I fronti sono lunghi. Un’obiezione critica potrebbe ovviamente essere che questi esempi sono troppo artificiosi, marginali o troppo speculativi per essere soluzioni credibili. Ma tale critica non coglie il punto principale, che sta proprio qui: nella problematica convivenza tra uomo e natura non esistono soluzioni rapide e su larga scala. L'unica salvezza per una natura sempre più emarginata sarà una moltitudine di progetti e campagne individuali, spinti da tutti i motivi e le connessioni che possono eventualmente nascere al di là dell'interesse personale: curiosità, ammirazione, cura, affinità, interesse scientifico, connessioni storiche – qualunque cosa che dovesse riunire le specie.
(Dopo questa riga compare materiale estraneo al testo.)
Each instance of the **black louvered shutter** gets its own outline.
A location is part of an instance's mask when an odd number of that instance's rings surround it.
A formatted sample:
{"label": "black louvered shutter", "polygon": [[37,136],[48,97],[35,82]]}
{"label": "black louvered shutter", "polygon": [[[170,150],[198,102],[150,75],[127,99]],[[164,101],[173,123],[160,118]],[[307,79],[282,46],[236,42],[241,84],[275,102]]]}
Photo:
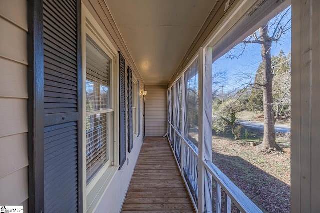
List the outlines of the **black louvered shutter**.
{"label": "black louvered shutter", "polygon": [[128,141],[129,152],[131,152],[134,148],[133,137],[134,128],[132,123],[132,102],[133,102],[133,89],[132,89],[132,69],[128,66],[128,89],[129,95],[128,97],[128,109],[129,110],[128,116]]}
{"label": "black louvered shutter", "polygon": [[138,137],[140,135],[140,82],[138,81]]}
{"label": "black louvered shutter", "polygon": [[120,168],[126,159],[126,59],[119,52],[119,73],[120,93]]}
{"label": "black louvered shutter", "polygon": [[78,202],[82,202],[78,188],[82,185],[79,180],[82,176],[79,168],[82,166],[79,150],[82,82],[78,72],[78,50],[81,49],[78,46],[81,42],[78,40],[81,31],[77,27],[78,5],[76,0],[44,0],[46,213],[78,212]]}

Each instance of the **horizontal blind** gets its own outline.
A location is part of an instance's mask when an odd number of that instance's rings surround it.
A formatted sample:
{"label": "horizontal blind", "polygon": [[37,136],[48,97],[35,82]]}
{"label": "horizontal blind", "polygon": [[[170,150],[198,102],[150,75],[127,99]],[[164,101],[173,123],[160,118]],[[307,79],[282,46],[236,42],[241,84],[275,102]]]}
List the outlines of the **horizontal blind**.
{"label": "horizontal blind", "polygon": [[86,47],[86,79],[110,87],[111,59],[88,35]]}
{"label": "horizontal blind", "polygon": [[108,152],[108,114],[86,117],[87,182],[109,160]]}
{"label": "horizontal blind", "polygon": [[110,113],[112,108],[111,59],[86,36],[86,119],[87,183],[109,160]]}

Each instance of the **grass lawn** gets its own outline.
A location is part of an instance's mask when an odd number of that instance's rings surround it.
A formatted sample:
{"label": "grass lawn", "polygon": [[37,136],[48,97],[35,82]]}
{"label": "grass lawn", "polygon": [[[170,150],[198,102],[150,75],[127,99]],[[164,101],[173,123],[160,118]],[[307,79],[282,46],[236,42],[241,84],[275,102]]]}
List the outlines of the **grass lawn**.
{"label": "grass lawn", "polygon": [[278,143],[283,152],[262,152],[249,141],[212,135],[214,163],[264,212],[290,212],[290,143]]}

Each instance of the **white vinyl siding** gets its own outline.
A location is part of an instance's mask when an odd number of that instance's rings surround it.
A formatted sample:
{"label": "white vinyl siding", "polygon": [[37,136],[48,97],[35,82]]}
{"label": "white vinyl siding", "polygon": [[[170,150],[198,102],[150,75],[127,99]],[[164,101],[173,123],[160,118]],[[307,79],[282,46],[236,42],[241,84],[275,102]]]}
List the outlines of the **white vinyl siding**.
{"label": "white vinyl siding", "polygon": [[146,85],[146,136],[163,136],[167,132],[166,85]]}
{"label": "white vinyl siding", "polygon": [[28,211],[28,2],[0,1],[0,201]]}

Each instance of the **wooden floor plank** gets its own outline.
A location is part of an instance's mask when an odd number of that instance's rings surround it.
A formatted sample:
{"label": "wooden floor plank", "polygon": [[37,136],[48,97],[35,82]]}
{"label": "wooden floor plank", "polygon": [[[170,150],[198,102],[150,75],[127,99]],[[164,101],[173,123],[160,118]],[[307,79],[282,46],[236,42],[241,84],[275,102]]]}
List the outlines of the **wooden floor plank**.
{"label": "wooden floor plank", "polygon": [[196,212],[166,138],[146,138],[121,212]]}

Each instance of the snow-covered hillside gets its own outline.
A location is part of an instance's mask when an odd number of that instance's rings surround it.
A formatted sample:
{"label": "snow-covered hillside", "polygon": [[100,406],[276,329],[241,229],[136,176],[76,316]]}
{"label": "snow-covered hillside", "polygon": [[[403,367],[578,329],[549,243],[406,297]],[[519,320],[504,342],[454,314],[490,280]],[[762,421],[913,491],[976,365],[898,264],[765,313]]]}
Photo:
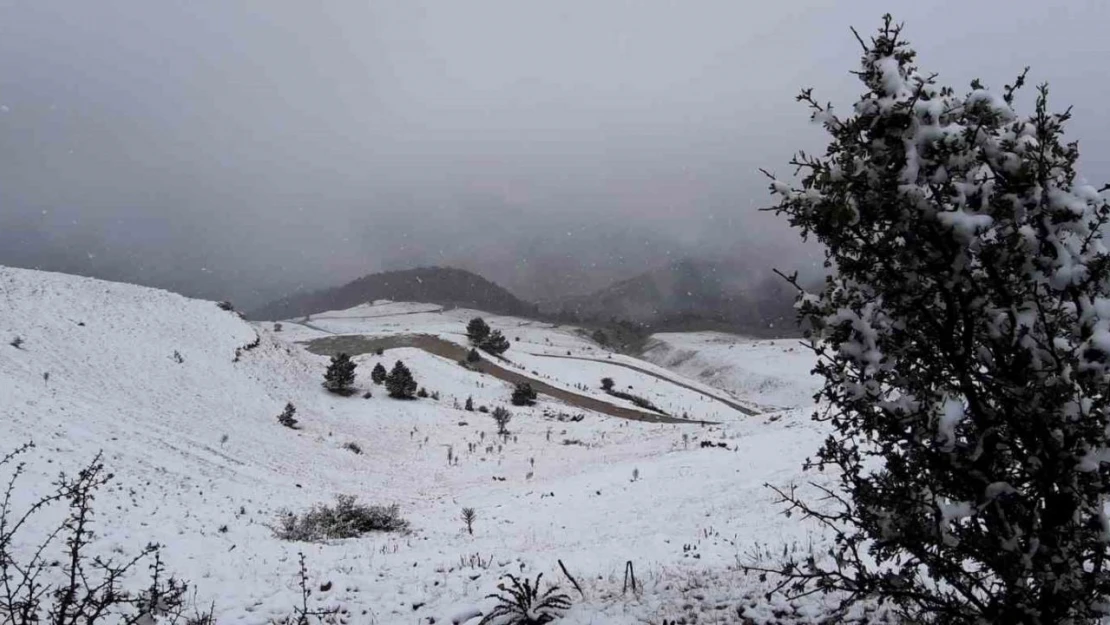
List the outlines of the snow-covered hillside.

Senza sentimentalismi, Haraway elenca i luoghi dell'incontro: case, laboratori, terreni di caccia, parchi, fattorie, arene, villaggi, ospedali, foreste, macelli, veterinari, riserve naturali e fabbriche. È qui che si gioca la battaglia, sono questi mondi che devono essere elaborati, migliorati e rimodellati.

Il libro di Haraway va letto come un manifesto esteso: un tentativo polemico e divertente, formulato in modo tagliente, di forgiare un nuovo modo di pensare – un impegno fruttuoso con una natura sempre più vulnerabile. Questo tipo di attivismo, progetti artistici e fabbricazione accademica non possono sostituire i vertici sul clima o le principali misure politiche. Ovviamente abbiamo bisogno di entrambe le parti e di tutto in una volta, perché come diceva Arne Næss: la parte anteriore è lunga.

Anders Dunk
Anders Dunker
Filosofo. Critico letterario regolare a Ny Tid. Traduttore.